11.5. Die AE haftet nicht für Schäden, welche durch Störungen an Telefonleitungen, Servern und sonstigen Einrichtungen entstehen, die nicht in ihrem Verantwortungsbereich liegen.

12. Veröffentlichung von Fotos und Videoaufzeichnungen bei Veranstaltungen

12.1. Die AE ist berechtigt, Fotografien, Video- und Tonaufnahmen vom Veranstaltungsgeschehen anfertigen zu lassen und für Werbung oder Presseveröffentlichungen zu verwenden, ohne dass die teilnehmende Firma Einwendungen dagegen erheben kann. Die teilnehmende Firma versichert, von den teilnehmenden Mitarbeitern eine Einwilligung eingeholt zu haben, Fotos, Tonaufnahmen oder Videoaufzeichnungen, die während der Veranstaltungen erstellt werden, anderen Teilnehmern zugänglich zu machen und im Internet, in Fachzeitschriften und/oder anderen Publikationen zu veröffentlichen. Ist eine Veröffentlichung unerwünscht, muss die teilnehmende Firma oder ihre betroffenen Mitarbeiter dies schriftlich mindestens 48 Stunden im Vorfeld der Veranstaltung mitteilen – es erfolgt dann auch keine Veröffentlichung der Fotos, Ton- oder Videoaufnahmen. Die Einwilligung ist jederzeit mit Wirkung für die Zukunft frei widerruflich.

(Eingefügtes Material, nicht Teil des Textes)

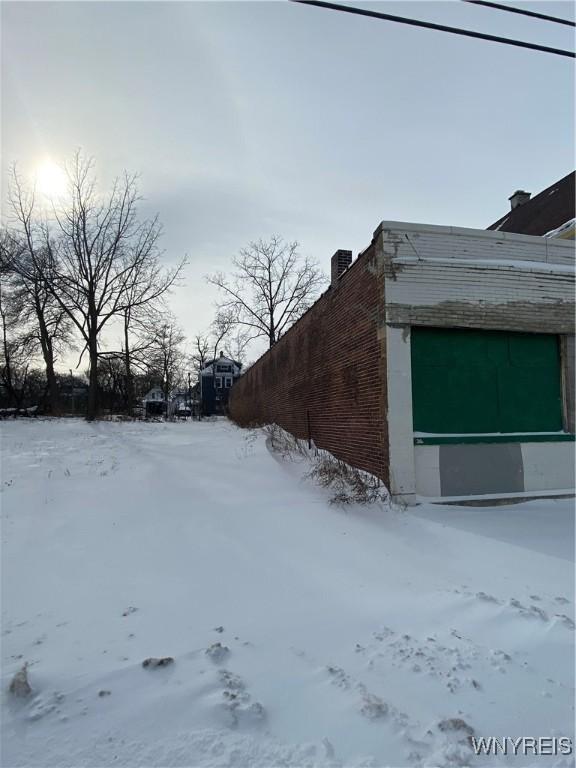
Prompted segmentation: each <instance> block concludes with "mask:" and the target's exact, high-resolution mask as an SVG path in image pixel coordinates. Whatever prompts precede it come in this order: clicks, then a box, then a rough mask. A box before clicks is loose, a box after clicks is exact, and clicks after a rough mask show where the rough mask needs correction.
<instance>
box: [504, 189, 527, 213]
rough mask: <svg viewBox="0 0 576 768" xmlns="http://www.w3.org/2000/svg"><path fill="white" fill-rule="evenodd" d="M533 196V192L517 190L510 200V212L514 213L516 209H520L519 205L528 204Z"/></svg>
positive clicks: (513, 194) (522, 189)
mask: <svg viewBox="0 0 576 768" xmlns="http://www.w3.org/2000/svg"><path fill="white" fill-rule="evenodd" d="M531 194H532V193H531V192H524V190H523V189H517V190H516V192H514V194H513V195H510V197H509V198H508V200H510V210H511V211H513V210H514V208H518V206H519V205H524V203H527V202H528V200H530V195H531Z"/></svg>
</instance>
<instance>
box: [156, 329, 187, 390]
mask: <svg viewBox="0 0 576 768" xmlns="http://www.w3.org/2000/svg"><path fill="white" fill-rule="evenodd" d="M185 340H186V337H185V336H184V333H183V332H182V329H181V328H180V327H179V326H178V324H177V323H176V320H175V318H174V317H172V316H171V315H168V316H166V317H165V318H164V322H163V323H162V324H161V325H159V326H158V327H157V328H156V329H154V330H153V331H152V335H151V338H150V343H149V345H148V348H147V352H146V359H147V367H148V373H149V375H152V376H153V377H154V376H155V377H156V378H157V379H158V380H159V381H160V382H161V383H162V390H163V392H164V399H165V400H166V402H168V400H169V398H170V393H171V391H172V390H173V389H174V387H177V386H179V385H181V384H182V382H183V381H184V373H185V367H186V354H185V351H184V342H185Z"/></svg>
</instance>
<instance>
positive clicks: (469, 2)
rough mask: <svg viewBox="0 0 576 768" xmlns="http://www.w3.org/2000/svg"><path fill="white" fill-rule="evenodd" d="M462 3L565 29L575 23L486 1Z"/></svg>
mask: <svg viewBox="0 0 576 768" xmlns="http://www.w3.org/2000/svg"><path fill="white" fill-rule="evenodd" d="M462 2H463V3H472V4H473V5H485V6H486V7H487V8H497V9H498V10H499V11H508V12H509V13H520V14H522V16H532V17H533V18H535V19H543V20H544V21H553V22H555V23H556V24H565V25H566V26H567V27H576V23H575V22H573V21H570V20H569V19H561V18H559V17H558V16H548V15H547V14H546V13H536V11H525V10H524V9H523V8H515V7H514V6H513V5H502V4H501V3H491V2H488V0H462Z"/></svg>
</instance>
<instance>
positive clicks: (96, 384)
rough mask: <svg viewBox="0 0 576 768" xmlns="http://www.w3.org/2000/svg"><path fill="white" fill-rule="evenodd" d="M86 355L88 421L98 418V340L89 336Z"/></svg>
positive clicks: (92, 336)
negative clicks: (89, 359) (88, 367)
mask: <svg viewBox="0 0 576 768" xmlns="http://www.w3.org/2000/svg"><path fill="white" fill-rule="evenodd" d="M88 353H89V355H90V377H89V379H88V412H87V413H86V418H87V420H88V421H94V419H95V418H97V416H98V340H97V339H96V338H93V334H92V333H90V334H89V341H88Z"/></svg>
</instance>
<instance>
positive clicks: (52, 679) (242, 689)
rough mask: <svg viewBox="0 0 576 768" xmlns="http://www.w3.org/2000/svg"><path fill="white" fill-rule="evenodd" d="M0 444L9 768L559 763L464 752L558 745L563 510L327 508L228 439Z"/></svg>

12.2. Fotografie- und Videoaufnahmen der teilnehmenden Firma sind nur von ihren Ständen und Exponaten sowie nur nach vorheriger ausdrücklicher Anzeige gegenüber der AE zulässig. Die Aufnahmen von Personen müssen dabei den geltenden gesetzlichen Vorschriften entsprechen. Bei Veräußerung der Rechte auf die während der Veranstaltung unternommenen Aufnahmen sind 20 % des Honorars zuzüglich der gesetzlichen Mehrwertsteuer an den Veranstalter abzuführen.

13. Datenschutz

13.1. Die teilnehmende Firma ist verpflichtet, die Anforderungen der geltenden Datenschutzbestimmungen in eigener Verantwortlichkeit einzuhalten. Dies umfasst insbesondere die personenbezogenen Daten, die die teilnehmende Firma im Rahmen einer AE-Präsenz- oder -Online-Veranstaltung selbst erhebt oder von dem Veranstalter aufgrund des gebuchten Leistungspakets erhält. Auf die Pflicht zum Abschluss eines Vertrags zur Auftragsverarbeitung gemäß Art. 28 DSGVO mit der AE wird hingewiesen.

14. Schlussbestimmungen

14.1. Mündliche Nebenabreden bedürfen in jedem Fall zu ihrer Gültigkeit der schriftlichen Bestätigung des Veranstalters.

14.2. Es gilt deutsches Recht unter Ausschluss des UN-Kaufrechts. Erfüllungsort ist der jeweilige Veranstaltungsort, bei den Online-Veranstaltungen ist der Erfüllungsort Freiburg im Breisgau.

14.3. Ist die teilnehmende Firma Kaufmann oder hat sie innerhalb der Bundesrepublik Deutschland keinen allgemeinen Gerichtsstand, so ist Freiburg Gerichtsstand. Die AE ist daneben aber auch berechtigt, die teilnehmende Firma an dessen allgemeinem Gerichtsstand oder an einem etwa bestehenden besonderen Gerichtsstand zu verklagen.